I used convert_original.py to get the original motion files by changing these:
parser.add_argument('--data', '-d', default='/home/wu/projects/motiong/Speech_driven_gesture_generation_with_autoencoder/data/test/labels',
help='Path to the original test motion data directory')
parser.add_argument('--out', '-o', default='/home/wu/projects/motiong/Speech_driven_gesture_generation_with_autoencoder/evaluation/data/original',
help='Directory to store the resultant position files')
which is dir in my computer.
Then I apply audio and original for example, audio1094.wav and gesture1094.txt, however they are not with same length.
For decode.py - I think the different in length comes because of the big batch size during decoding.
Did you use -batch_size=8
when calling decode.py?
I suggest comparing the difference in length with the batch size.
As for the convert_original.py - I need more information to help you with it. Can you, please, provide the length of both sequences?
Thank you for your reply.
I checked my command and the batch size for decode.py was 8. But I didn’t check what will change if the batch changes, I will check it.
For another, do you mean the sequences of converted motion file and .wav file?
Yes. Could you, please, provide the length of motions and audios you are obtaining? In both cases : with the model and with the ground truth conversion.
With this code
import numpy as np
gen = '../data/generated_gesture/no_vel/X_test_audio1094_fps20.txt'
gro = "../evaluation/data/original/gesture1094.txt"
audio = '../data/test_inputs/X_test_audio1094.npy'
gen = np.loadtxt(gen)
gro = np.loadtxt(gro)
audio = np.load(audio)
print('shape of generated:(without velocity)', gen.shape)
print('shape of groundtruth:(without velocity)', gro.shape)
print('shape of audio:', audio.shape)
the output is this:
shape of generated:(without velocity) (240, 192)
shape of groundtruth:(without velocity) (245, 192)
shape of audio: (243, 61, 26)
I think the difference in a few frames is negligible and we simply ignored it in our experiments.

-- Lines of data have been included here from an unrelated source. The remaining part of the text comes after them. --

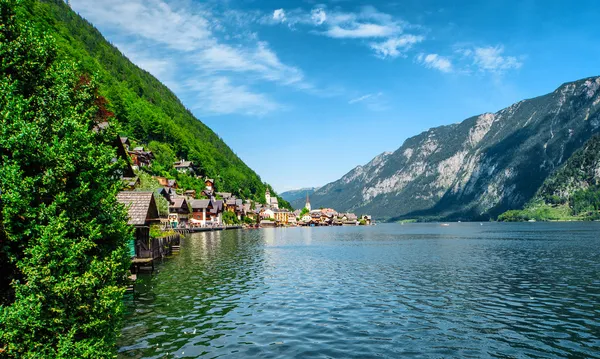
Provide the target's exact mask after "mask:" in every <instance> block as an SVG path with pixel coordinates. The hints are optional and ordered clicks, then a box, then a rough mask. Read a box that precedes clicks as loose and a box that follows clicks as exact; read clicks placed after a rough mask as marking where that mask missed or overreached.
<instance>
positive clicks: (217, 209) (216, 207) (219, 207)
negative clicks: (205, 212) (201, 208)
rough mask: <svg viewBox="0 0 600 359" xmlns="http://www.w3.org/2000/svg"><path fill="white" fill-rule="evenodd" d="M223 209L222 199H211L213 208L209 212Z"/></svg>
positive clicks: (210, 212)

So in your case we would crop all the sequences to 240 frames. The different length does not mean misalignment, but it is rather just a processing artifact.
For the generated motion the sequence length would be always a multiple of the batch size. So in this case 240 is a multiple of 8. If you want to match the length exactly - you need to choose the batch size 1 (that would make testing slower, of course).

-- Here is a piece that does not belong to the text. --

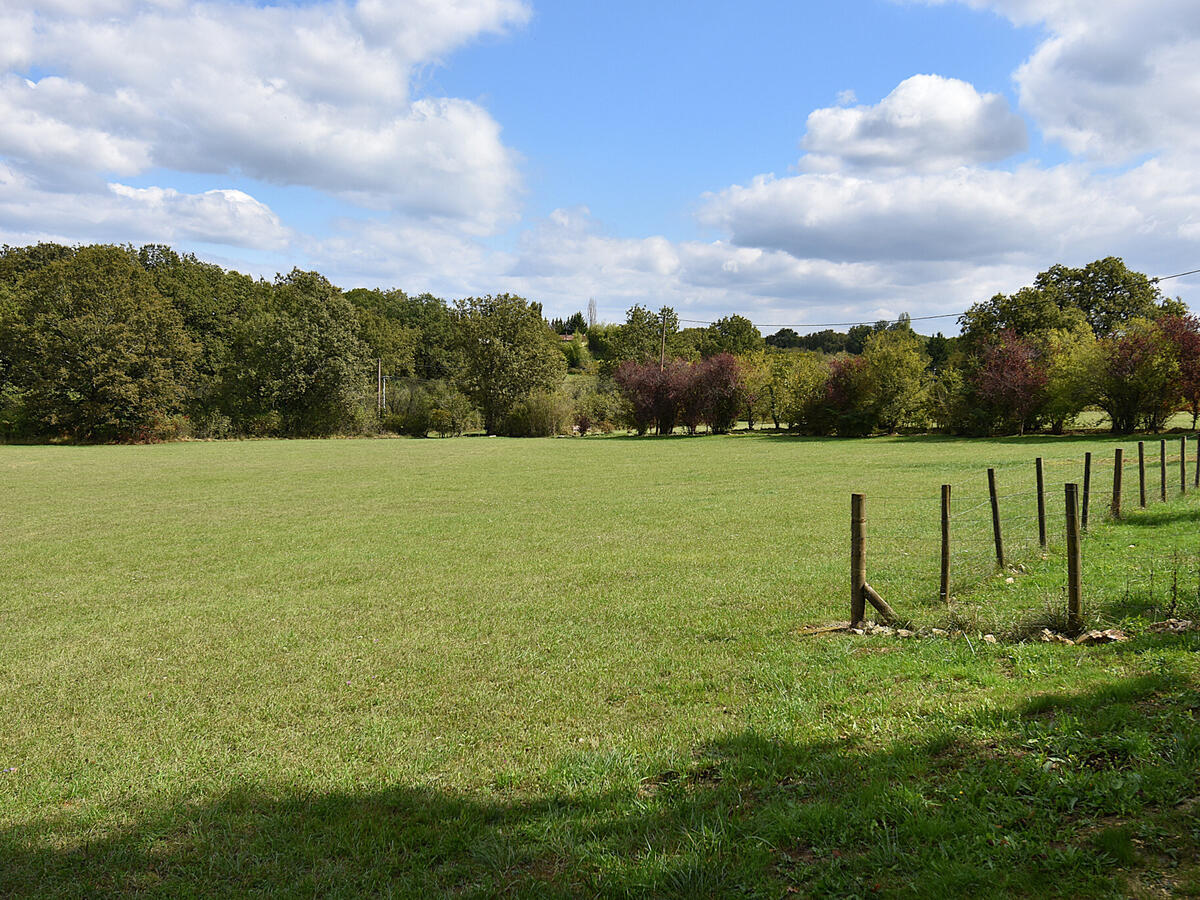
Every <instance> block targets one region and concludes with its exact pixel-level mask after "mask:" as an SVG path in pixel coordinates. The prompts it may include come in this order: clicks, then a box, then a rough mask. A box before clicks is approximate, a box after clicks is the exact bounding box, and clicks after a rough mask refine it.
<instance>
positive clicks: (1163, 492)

As for the ground truth processing - I am not sure what exactly is happening. I think it has smth to do with the processing as well. Maybe @aoikaneko can shade some light on that.
Hi wubowen416, thank you for your interest in our work.

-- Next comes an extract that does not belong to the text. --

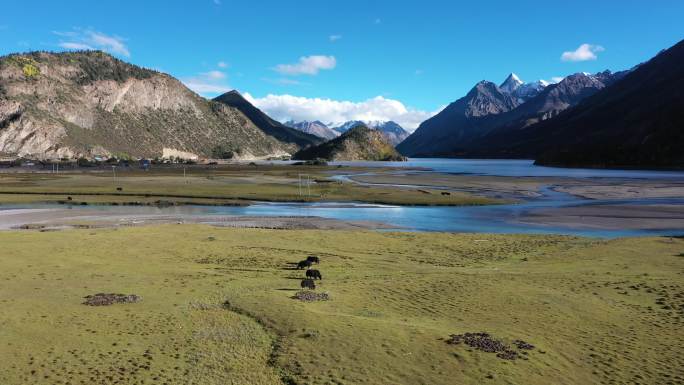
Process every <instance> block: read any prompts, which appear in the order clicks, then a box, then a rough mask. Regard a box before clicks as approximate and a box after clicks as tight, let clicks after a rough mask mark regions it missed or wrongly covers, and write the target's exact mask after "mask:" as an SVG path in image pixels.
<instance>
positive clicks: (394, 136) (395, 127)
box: [331, 120, 410, 146]
mask: <svg viewBox="0 0 684 385" xmlns="http://www.w3.org/2000/svg"><path fill="white" fill-rule="evenodd" d="M358 125H365V126H367V127H369V128H372V129H375V130H379V131H381V132H382V133H384V134H385V137H386V138H387V140H388V141H389V142H390V143H391V144H392V145H393V146H396V145H398V144H399V143H401V142H403V141H404V139H406V138H408V136H409V135H410V134H409V133H408V131H406V130H405V129H404V128H403V127H402V126H400V125H399V124H398V123H397V122H394V121H392V120H350V121H347V122H344V123H340V124H335V125H331V126H332V127H333V128H334V129H335V131H338V132H340V133H342V132H347V131H348V130H350V129H352V128H354V127H356V126H358Z"/></svg>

shape of groundtruth:(without velocity) (245, 192) shape of audio: (243, 61, 26)
I think that the 2-frame difference comes from the sliding window in MFCC computation, as in create_vector.py. When we convert the original to .txt, we do not use the length of the input audio feature (we just look at a BVH file). So there is a difference because we do not cut them into the same length in convert_original.py.
@wubowen416 , is your question answered fully? If so - feel free to close this issue
Yes your answer are amazing! Thank you guys! I see what is happening!
Thank you for your patience on previous question, hope you could help me again!
After predicting from encoded file DATA_DIR/325/Y_test_encoded.npy, and after remove velocity, I implemented the corresponding audio and motion file on gesture viewer. It works however the motion appears to be longer than audio. Do you know why this happens? Or should I check if I did something wrong on file name.
Also I noticed that during decode using decode.py, there are
Since the shape is printed, I think the first dim of shape of encoding and decoding should be same since they represents time steps, but they were different. Is this the reason why the audio and motion are not as same length?